Given the backdrop of a slowing global economy and shaky investor sentiment tied to trade tensions, Franklin Templeton Multi-Asset Solutions’ Ed Perks and Gene Podkaminer are calling for an active investment approach. In the latest edition of “Allocation Views,” they outline six major themes driving their current views: slower global growth, subdued inflation, monetary policy effectiveness, the importance of nimble management, real assets, and alternative assets that aren’t really alternative enough.

Slower Global Growth A Rising Concern

The global economy continues to show downward momentum. Trade in goods has been the transmission mechanism for declining sentiment; the big question remains whether contagion from manufacturing threatens the more resilient services sector.

Stress in the traded goods sector of the economy has been broader based than just the flows directly impacted by tariffs imposed by the United States, or the retaliatory measures enacted by China. Indeed, threats to expand the theater of this trade dispute continue to pose a direct threat to European automakers.
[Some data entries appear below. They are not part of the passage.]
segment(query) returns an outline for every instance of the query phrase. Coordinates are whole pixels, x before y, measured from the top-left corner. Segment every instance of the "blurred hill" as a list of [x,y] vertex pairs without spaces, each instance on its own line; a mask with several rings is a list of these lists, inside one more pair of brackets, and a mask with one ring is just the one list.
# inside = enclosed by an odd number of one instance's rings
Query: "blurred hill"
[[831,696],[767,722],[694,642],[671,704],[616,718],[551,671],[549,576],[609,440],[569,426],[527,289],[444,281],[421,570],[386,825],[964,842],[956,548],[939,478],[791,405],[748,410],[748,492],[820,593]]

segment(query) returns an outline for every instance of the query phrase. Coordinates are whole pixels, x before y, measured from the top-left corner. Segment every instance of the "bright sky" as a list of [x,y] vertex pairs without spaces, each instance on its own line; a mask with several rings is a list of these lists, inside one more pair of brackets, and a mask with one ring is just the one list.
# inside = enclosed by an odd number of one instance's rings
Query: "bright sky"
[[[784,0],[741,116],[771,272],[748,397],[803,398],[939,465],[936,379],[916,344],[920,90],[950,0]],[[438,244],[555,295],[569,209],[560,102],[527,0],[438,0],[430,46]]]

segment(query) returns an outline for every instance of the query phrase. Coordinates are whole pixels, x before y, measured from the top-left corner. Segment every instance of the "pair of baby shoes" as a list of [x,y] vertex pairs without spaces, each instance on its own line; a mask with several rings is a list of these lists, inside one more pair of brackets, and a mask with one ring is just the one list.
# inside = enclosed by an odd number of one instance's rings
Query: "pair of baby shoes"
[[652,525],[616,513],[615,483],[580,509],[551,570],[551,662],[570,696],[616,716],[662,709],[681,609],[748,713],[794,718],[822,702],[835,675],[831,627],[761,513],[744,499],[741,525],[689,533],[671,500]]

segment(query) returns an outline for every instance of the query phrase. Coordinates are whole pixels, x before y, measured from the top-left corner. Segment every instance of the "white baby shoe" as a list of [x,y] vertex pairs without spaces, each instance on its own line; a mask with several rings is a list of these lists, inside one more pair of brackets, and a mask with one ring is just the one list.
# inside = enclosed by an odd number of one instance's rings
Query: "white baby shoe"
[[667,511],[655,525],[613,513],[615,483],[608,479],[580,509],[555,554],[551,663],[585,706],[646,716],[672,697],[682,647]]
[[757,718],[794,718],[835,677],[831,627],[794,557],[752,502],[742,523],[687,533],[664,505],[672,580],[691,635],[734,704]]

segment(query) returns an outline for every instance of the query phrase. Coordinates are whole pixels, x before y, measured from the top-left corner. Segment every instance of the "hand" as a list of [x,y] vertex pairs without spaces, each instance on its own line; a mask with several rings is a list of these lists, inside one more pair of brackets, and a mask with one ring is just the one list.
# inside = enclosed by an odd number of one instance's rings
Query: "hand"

This hit to confidence has already started to impact manufacturing employment, and with factory orders in Germany showing little sign of a rebound, the risks to growth remain skewed to the downside.

However, it is the seeming intractability of the conflict between the United States and China that has become a bigger concern. We view trade disputes as only one symptom of broader tensions between an incumbent global power and its chal­lenger for supremacy.

Taking a broader perspective of the major economies, the United States remains better placed than some in Europe. However, both regions show high levels of employment, and the relative confidence of consumers remains intact. This provides some cause for optimism.

While we continue to see few signs of late-cycle imbalances that typically foretell recession, and the probability of recession remains moderate, the risks are rising. The deeper the trade slowdown and the longer it persists, the harder it is to see the global economy escaping some form of contagion.